# Alternative Methods - Jewelry Chest



## Longknife (Oct 25, 2010)

Ok, so I finally came around to start this project (I've been busy reading Kenbo's tutorials :laughing

This is what I will try to accomplish (I belive frankp called it #3)









I found some rowanwood slabs I thought would be nice for this project









In old times rowan was belived to have magic properties, it was common when making tools or appliances to make at least some part of it from rowan to give it luck.

Enough of history, time to get to work. My first modification of the plan was to convert the dimensions to metric units. I rounded off the figures so my chest will be 40 cm tall, 20 cm wide and 15 cm deep.

I cut off a 90 cm piece to give me two 40 cm pieces and some play.

I used my sliding table to saw a straight edge on the board. Then I used the TS fence to rip it to 21 cm width.









When checking the board with winding sticks I noticed it was a bit warped. If I would joint that board I would lose a lot of material so i cut it in two 45 cm pieces.


----------



## Longknife (Oct 25, 2010)

These push pads are made from plastic masonry tools.









On one I glued sand paper and on the other added a heel.









Hera are the boards jointed, edge jointed and planed to 34 mm thickness.









Next step is to resaw these to four 17 mm boards. I set up my bandsaw for resawing.........









The boards are then planed to 15 mm thickness, except for one which I plane down to 12 mm - why I'll come back to later.


----------



## Longknife (Oct 25, 2010)

I checked my cross-cut fence for square









Then I cut the pices to length. From the three 15 mm boards I cut two 40 cm pieces and two 19 cm pieces. From the 12 mm board I cut two 18 cm pieces.









When that was accomplished I set up my shaper to cut the rabbets at the ends of the side pieces.

My next modification of the plan was to cut a rabbet for the back as well. The plan advocated a groove to insert the back but I found that unnessesarely awkward. I will use 7 mm plywood for the back so I made the rabbet 7.5 mm deep.
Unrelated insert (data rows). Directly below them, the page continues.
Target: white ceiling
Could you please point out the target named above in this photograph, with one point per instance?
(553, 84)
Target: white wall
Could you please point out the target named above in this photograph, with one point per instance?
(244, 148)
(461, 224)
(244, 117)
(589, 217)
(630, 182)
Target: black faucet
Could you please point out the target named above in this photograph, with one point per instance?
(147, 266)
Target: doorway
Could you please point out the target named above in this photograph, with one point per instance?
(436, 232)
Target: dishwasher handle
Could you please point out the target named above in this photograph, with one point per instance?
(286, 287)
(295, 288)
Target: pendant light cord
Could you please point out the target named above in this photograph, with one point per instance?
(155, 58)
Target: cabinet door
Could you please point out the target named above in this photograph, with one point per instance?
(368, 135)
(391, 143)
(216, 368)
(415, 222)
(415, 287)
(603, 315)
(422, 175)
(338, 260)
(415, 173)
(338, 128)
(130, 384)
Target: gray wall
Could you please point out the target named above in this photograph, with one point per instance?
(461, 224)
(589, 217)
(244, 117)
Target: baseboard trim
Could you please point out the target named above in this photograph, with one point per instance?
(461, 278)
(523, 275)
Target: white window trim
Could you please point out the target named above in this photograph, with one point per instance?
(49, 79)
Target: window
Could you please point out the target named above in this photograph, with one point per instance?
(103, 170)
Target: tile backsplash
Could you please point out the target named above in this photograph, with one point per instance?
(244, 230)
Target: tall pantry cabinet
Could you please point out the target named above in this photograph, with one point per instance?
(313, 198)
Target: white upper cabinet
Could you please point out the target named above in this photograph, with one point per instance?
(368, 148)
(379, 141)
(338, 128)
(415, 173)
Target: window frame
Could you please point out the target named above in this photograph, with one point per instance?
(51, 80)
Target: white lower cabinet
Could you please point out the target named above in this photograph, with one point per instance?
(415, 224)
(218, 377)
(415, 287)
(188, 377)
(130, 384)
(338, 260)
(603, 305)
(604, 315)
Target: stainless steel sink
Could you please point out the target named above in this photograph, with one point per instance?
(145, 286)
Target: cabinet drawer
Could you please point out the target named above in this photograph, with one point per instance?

Here are the pieces for the box with the rabbets made.









A dry fit showed no errors so far.









Thats it for today, will come back with installing the shelves.


----------



## johnnie52 (Feb 16, 2009)

Looking real nice.

This is going to be a good one to watch. I've already seen a few differences just in the machines compared to the same machine in the US.:thumbsup:


----------



## Kenbo (Sep 16, 2008)

Very nice so far. It looks great. The only problem is that I didn't get these plans and I agreed to do all of the projects. Looks like I'll have to contact Frank and get the plans for this one. Looking forward to following this one.


----------



## johnnie52 (Feb 16, 2009)

Ken

If you followed the links in the original Alternative Methods post in the general area, the first jewelry box that comes up is the one he's making. You had to click through about 3 or 4 options to get to the ones we built and that Frank finally posted the picture and supplied the plans to built.

Longknife

don't let the difference in plans stop you.. keep building and posting. I'd love to watch your work.


----------



## lawrence (Nov 14, 2009)

that is some awsome looking wood...looking foward to this for sure


----------



## frankp (Oct 29, 2007)

Excellent start, Longknife. Looking forward to seeing the rest of the build progress.


----------



## Longknife (Oct 25, 2010)

Next step is to cut the dadoes for the shelves. The method I use for this is to do it with the router and a simple jig.









The reason for me to plane the shelf blank to 12 mm is that I can use a 12 mm bit and make the dado in one cut.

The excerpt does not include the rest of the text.